3. "E nessuno dei discepoli osava domandargli:  "Chi sei?", poiché sapevano bene che era il Signore" (Gv 21, 12). Quando i discepoli lo riconoscono sulle rive del lago di Tiberiade, si rafforza la loro fede nel fatto che Cristo è risorto ed è presente in mezzo ai suoi. La Chiesa, da millenni, non si stanca di annunciare e di ripetere questa verità fondamentale della fede.

[Papa Giovanni Paolo II, omelia 29 aprile 2001]

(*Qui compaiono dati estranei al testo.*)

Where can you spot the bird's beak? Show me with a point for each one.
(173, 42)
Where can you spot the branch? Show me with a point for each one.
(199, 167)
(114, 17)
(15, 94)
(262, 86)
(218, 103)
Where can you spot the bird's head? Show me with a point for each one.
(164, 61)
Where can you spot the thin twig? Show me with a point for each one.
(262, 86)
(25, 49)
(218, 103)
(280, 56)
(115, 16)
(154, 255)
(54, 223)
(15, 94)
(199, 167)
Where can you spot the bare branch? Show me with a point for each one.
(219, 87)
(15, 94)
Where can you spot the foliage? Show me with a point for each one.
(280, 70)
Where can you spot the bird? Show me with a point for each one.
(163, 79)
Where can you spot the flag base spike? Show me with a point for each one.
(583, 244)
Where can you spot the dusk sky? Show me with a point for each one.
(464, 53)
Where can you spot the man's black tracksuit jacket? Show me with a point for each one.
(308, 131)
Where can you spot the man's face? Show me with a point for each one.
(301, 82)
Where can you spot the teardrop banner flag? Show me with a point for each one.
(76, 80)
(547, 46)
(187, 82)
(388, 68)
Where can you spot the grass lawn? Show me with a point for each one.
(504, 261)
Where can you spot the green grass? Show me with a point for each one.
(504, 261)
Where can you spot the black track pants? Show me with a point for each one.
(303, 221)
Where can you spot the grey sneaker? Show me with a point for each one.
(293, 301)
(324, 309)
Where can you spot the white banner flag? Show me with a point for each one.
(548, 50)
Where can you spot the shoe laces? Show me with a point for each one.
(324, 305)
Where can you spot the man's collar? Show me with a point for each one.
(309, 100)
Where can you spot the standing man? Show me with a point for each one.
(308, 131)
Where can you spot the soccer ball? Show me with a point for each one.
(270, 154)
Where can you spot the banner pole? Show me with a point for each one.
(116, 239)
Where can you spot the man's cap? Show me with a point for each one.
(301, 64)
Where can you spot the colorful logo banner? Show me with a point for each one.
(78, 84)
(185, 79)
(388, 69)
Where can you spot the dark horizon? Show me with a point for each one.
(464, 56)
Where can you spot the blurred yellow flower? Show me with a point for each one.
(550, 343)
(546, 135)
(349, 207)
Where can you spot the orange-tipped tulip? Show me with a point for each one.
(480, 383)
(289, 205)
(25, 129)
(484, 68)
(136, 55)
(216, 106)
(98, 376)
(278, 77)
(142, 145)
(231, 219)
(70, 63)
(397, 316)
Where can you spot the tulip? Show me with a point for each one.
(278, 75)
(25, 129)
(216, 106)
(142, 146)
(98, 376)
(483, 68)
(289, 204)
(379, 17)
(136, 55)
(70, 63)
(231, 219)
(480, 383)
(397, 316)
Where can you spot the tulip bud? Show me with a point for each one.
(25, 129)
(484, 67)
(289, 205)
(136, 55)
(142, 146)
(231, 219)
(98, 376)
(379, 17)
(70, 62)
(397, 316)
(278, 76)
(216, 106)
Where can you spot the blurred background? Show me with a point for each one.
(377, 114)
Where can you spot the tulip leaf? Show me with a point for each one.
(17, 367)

Il Vangelo di oggi narra la terza apparizione di Gesù risorto ai discepoli, sulla riva del lago di Galilea, con la descrizione della pesca miracolosa (cfr Gv 21,1-19). Il racconto è collocato nella cornice della vita quotidiana dei discepoli, tornati alla loro terra e al loro lavoro di pescatori, dopo i giorni sconvolgenti della passione, morte e risurrezione del Signore. Era difficile per loro comprendere ciò che era avvenuto. Ma, mentre tutto sembrava finito, è ancora Gesù a “cercare” nuovamente i suoi discepoli. E’ Lui che va a cercarli. Questa volta li incontra presso il lago, dove loro hanno passato la notte sulle barche senza pescare nulla. Le reti vuote appaiono, in un certo senso, come il bilancio della loro esperienza con Gesù: lo avevano conosciuto, avevano lasciato tutto per seguirlo, pieni di speranza… e adesso? Sì, lo avevano visto risorto, ma poi pensavano: “Se n’è andato e ci ha lasciati… E’ stato come un sogno…”.

Ma ecco che all’alba Gesù si presenta sulla riva del lago; essi però non lo riconoscono (cfr v. 4). A quei pescatori, stanchi e delusi, il Signore dice: «Gettate la rete dalla parte destra della barca e troverete» (v. 6). I discepoli si fidarono di Gesù e il risultato fu una pesca incredibilmente abbondante. A questo punto Giovanni si rivolge a Pietro e dice: «È il Signore!» (v. 7). E subito Pietro si tuffa in acqua e nuota verso la riva, verso Gesù. In quella esclamazione: “E’ il Signore!”, c’è tutto l’entusiasmo della fede pasquale, piena di gioia e di stupore, che contrasta fortemente con lo smarrimento, lo sconforto, il senso di impotenza che si erano accumulati nell’animo dei discepoli. La presenza di Gesù risorto trasforma ogni cosa: il buio è vinto dalla luce, il lavoro inutile diventa nuovamente fruttuoso e promettente, il senso di stanchezza e di abbandono lascia il posto a un nuovo slancio e alla certezza che Lui è con noi.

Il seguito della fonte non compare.